Published 12:00 am Monday, December 23, 2002

My family is starting a new tradition this Christmas – we’re staying home.

No dogs to board, no toys to load, no 375-mile drive punctuated periodically by the kids at each other’s throat, no traffic, no sleeping on a sofa, no fights with the family – and perhaps best of all, no senile old grandmother-in-law taking her teeth out at the table and licking them clean.

One would think this decision was an obvious one, but it wasn’t.

Email newsletter signup

Almost every year, no matter how far we’ve strayed from the mountains of West Virginia – Georgia, Alabama, Arkansas, Virginia – we’ve made the annual holiday trek despite how excruciating it has been at times. And it gets harder every year.
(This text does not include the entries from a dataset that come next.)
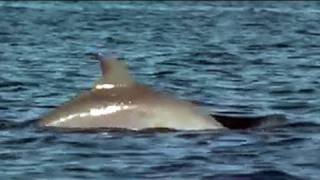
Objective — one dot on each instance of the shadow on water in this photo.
(230, 122)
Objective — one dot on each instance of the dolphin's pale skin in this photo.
(117, 101)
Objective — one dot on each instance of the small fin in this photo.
(114, 73)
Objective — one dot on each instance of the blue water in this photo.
(235, 58)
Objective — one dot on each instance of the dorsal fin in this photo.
(114, 73)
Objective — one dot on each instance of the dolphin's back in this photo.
(117, 101)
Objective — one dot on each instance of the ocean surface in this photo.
(237, 59)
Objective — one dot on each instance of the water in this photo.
(235, 58)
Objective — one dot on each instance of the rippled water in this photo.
(240, 59)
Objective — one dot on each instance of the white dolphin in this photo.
(118, 101)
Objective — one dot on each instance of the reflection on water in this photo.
(238, 59)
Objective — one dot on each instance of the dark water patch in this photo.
(288, 141)
(245, 122)
(307, 32)
(291, 105)
(261, 175)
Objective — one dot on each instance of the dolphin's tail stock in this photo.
(243, 122)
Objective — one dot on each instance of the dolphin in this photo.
(118, 101)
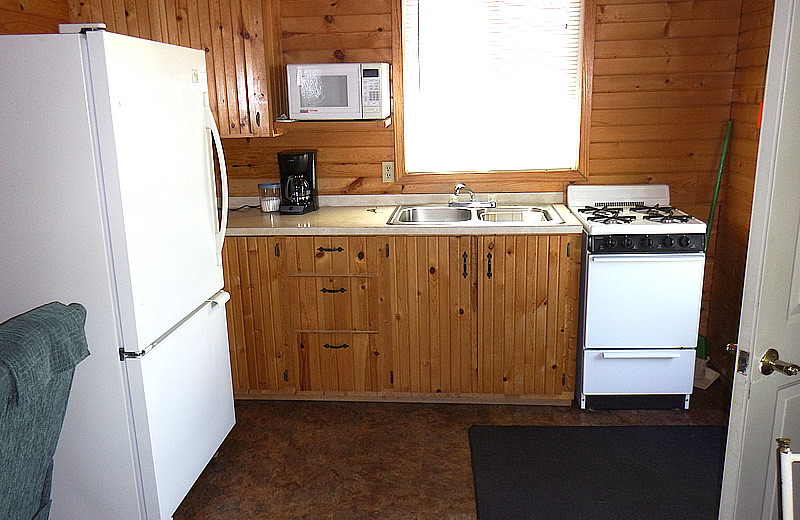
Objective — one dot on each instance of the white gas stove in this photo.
(641, 287)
We lived for about 10 years 60 miles or so up the road in Hopewell. It was

a 300-mile drive to the old home place from there, and it didn’t seem so bad. I don’t know whether it’s the 60 extra miles or the five extra years, but the trip now literally exhausts my wife and me. It takes a week to recover. We did it a month ago at Thanksgiving and vowed we wouldn’t be doing it again for a long time.

It’s often uncomfortable, too, from an emotional standpoint – there are too many conflicting interests with which to deal. My mother and Cathy’s parents live about 20 miles apart. Each parent expects their particular sibling to spend their precious little time with them, which keeps us apart most of the time and is often a source of no little tension between husband and wife.
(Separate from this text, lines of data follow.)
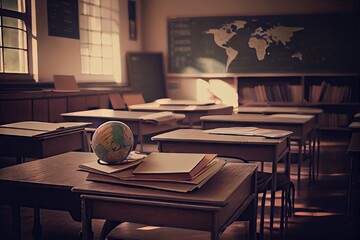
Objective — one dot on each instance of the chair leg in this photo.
(282, 215)
(262, 216)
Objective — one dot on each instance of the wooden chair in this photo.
(133, 98)
(263, 186)
(117, 102)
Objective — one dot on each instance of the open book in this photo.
(39, 129)
(250, 131)
(126, 177)
(177, 166)
(96, 167)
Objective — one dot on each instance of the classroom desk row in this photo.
(45, 184)
(249, 148)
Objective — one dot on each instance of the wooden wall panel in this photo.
(41, 110)
(92, 101)
(104, 101)
(77, 104)
(56, 107)
(15, 111)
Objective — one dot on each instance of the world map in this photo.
(312, 43)
(259, 40)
Our particular holiday traditions are different as well. Cathy’s family opens gifts on Christmas Eve; we’re a Christmas morning bunch. Cathy’s mom makes the exact same dishes every year; we tend to switch it around a bit. Plus, with the central and eastern European influence in my family, there tends to be more olive oil involved the Christmas preparations.

Cathy loves what her family eats and I prefer mine own. So that will be an obstacle for us this year as we sit down this weekend to plan the big carb fest. I imagine I’ll concede the potato salad if she gives in on the big bowl of olives in the middle of the table.
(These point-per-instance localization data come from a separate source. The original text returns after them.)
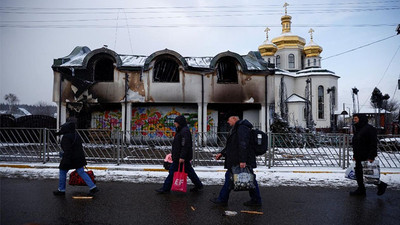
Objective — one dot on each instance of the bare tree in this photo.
(11, 100)
(43, 108)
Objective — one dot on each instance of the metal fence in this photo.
(150, 147)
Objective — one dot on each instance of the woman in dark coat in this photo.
(182, 153)
(72, 157)
(238, 153)
(364, 149)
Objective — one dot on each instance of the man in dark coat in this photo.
(182, 153)
(237, 152)
(364, 149)
(73, 157)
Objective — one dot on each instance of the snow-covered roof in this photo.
(253, 60)
(133, 60)
(199, 62)
(294, 98)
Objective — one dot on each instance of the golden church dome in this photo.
(287, 39)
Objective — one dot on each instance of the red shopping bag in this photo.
(179, 182)
(76, 180)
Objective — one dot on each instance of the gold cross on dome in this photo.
(311, 31)
(266, 31)
(285, 6)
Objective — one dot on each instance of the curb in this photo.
(146, 169)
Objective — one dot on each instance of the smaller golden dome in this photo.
(312, 49)
(267, 48)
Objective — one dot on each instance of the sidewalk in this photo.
(276, 176)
So I’m more than a little torn. While the thought of a quiet Christmas with just the four of us is certainly appealing, I’m sure there will be a void that has always been filled by the tension and revelry that results from dozens of people coming and going at all hours and which is the stuff of my fondest Christmas memories.

Because more than the food and the gifts and the decorations, Christmas to me is about family – for good or bad. It doesn’t really matter where you are as long as you’re seated around the table with people you love and who love you. I’m indeed fortunate and thankful that will be the case whether I’m in Suffolk or Summersville, W.Va. That’s my Christmas wish for you, too.

And if grandma’s there and takes her teeth out, look the other way.

Andy Prutsok is editor and publisher of the News-Herald.